Probablemente te hayas topado con la teoría de que los caninos pueden olfatear las personalidades de las personas. Pero un nuevo estudio en PLOS ONE encuentra que tanto los perros como los lobos no evalúan a las personas como «generosas» o «egoístas» en sus interacciones directas e indirectas con esas personas. Posicionados para inspirar nuevas ideas sobre las formas en que los perros y los lobos interactúan con otros, los hallazgos podrían mejorar nuestra comprensión de nuestros amigos peludos.

diferencia distintiva

Los científicos tienden a estar de acuerdo en que la capacidad de un animal para formar sus propias evaluaciones de los demás contribuye a su capacidad de cooperación. De hecho, algunos científicos sugieren que los caninos, gracias a su clara capacidad para cooperar con los humanos, deben medir a las personas individuales no solo a través de sus interacciones directas con esos individuos, sino también a través de sus observaciones indirectas de esos individuos.

Dicho todo esto, la investigación sobre estas habilidades sigue siendo inestable. Para aumentar la confusión, los científicos aún luchan por saber si estos talentos para formar evaluaciones, si son reales, se originaron en perros o lobos antes del proceso de domesticación.

Un equipo de investigadores trabajó con seis perros y nueve lobos en este nuevo estudio. Hicieron que los animales interactuaran y observaran humanos «generosos» y «egoístas», y luego probaron si los animales formaron evaluaciones después del hecho en función de su disposición a acercarse a los individuos. Los resultados revelaron que tanto los perros como los lobos no pudieron distinguir entre los humanos que compartían y los humanos tacaños.

Una dificultad de perrito

La prueba ocurrió en dos fases separadas. Una fase determinó si los caninos desarrollaron las evaluaciones apropiadas después de interactuar directamente con un humano «generoso», que ofreció comida, y un humano «egoísta», que retuvo la comida. La otra fase determinó si los caninos desarrollaron evaluaciones similares después de observar indirectamente las interacciones entre un humano «generoso», un humano «egoísta» y otro animal.

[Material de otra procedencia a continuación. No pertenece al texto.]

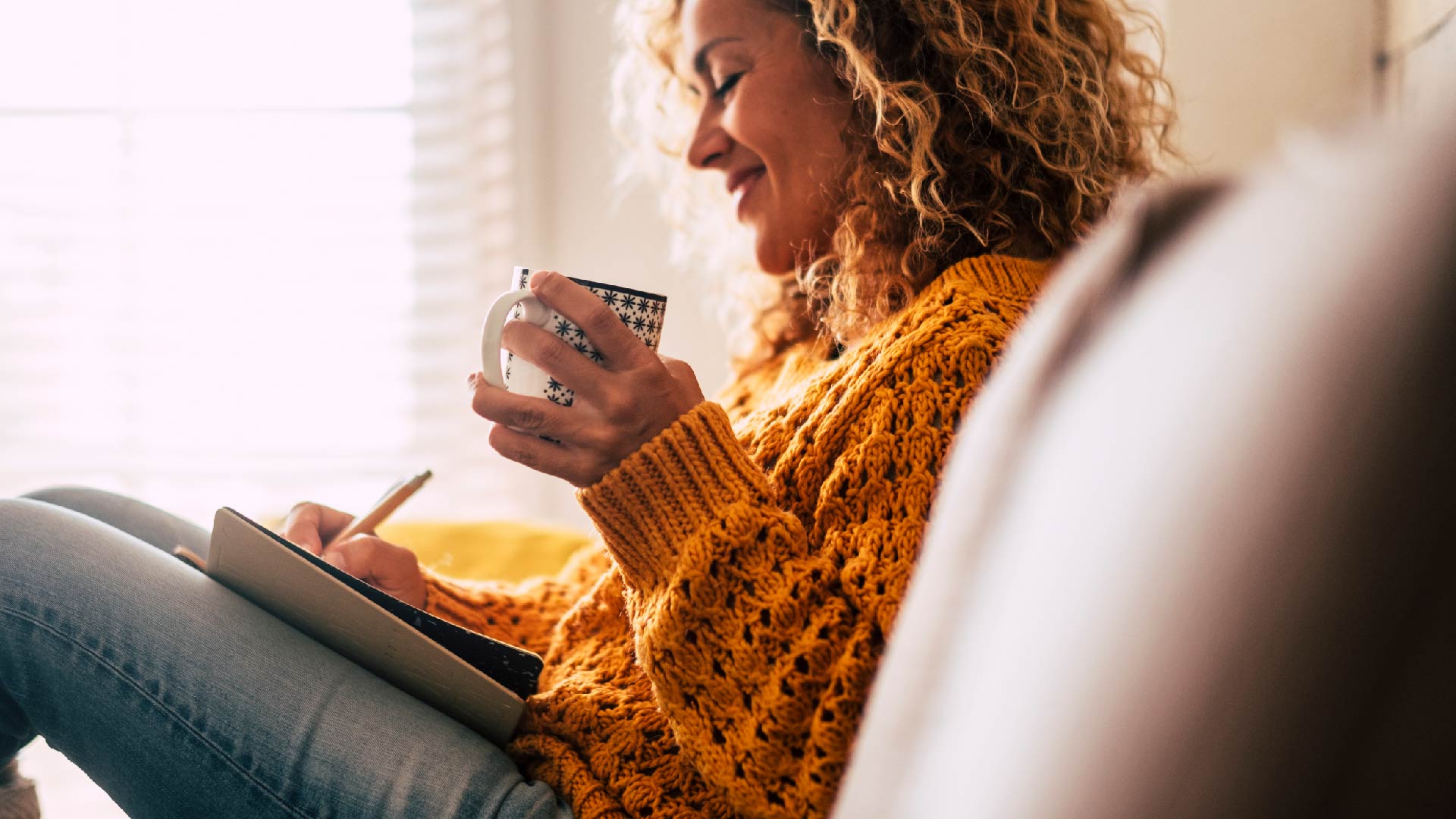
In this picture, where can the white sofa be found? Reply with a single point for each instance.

Después de estas fases, el equipo realizó un análisis estadístico de la tendencia de los caninos a acercarse a los individuos «generosos» y «egoístas». “Ni los perros ni los lobos distinguieron entre un ser humano generoso o egoísta después de una experiencia indirecta o directa”, dicen los autores del estudio en un comunicado de prensa.

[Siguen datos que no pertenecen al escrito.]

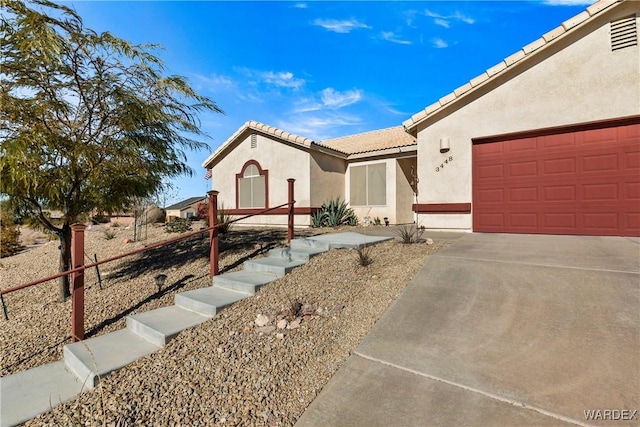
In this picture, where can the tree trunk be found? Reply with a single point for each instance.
(65, 260)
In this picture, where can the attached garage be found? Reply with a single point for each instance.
(582, 179)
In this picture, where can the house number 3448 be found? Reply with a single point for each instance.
(443, 164)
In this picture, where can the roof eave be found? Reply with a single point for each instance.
(408, 150)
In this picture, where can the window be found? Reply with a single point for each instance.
(252, 186)
(368, 185)
(624, 33)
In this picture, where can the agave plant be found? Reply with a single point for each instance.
(334, 213)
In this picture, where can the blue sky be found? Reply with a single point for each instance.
(323, 69)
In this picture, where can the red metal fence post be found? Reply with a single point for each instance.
(77, 294)
(213, 234)
(291, 202)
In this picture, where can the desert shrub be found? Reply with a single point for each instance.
(364, 255)
(224, 217)
(333, 214)
(178, 225)
(409, 233)
(9, 239)
(108, 234)
(9, 232)
(317, 219)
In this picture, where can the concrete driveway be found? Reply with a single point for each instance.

Dicho esto, tres de los perros y dos de los lobos sí mostraron algunos signos de favoritismo tras la combinación de ambas fases. “Algunos perros y lobos prefirieron a la persona generosa al observar experiencias indirectas y directas combinadas”, agregan los autores del estudio en un comunicado de prensa.

En última instancia, el equipo de investigadores dice que se necesita más investigación para comprender completamente las evaluaciones de los caninos sobre los individuos. De hecho, teorizan que tanto los perros como los lobos pueden estar más inclinados a distinguir entre individuos durante situaciones estresantes. Pero admiten que esta teoría sería difícil de probar debido a la preocupación por el bienestar de los animales.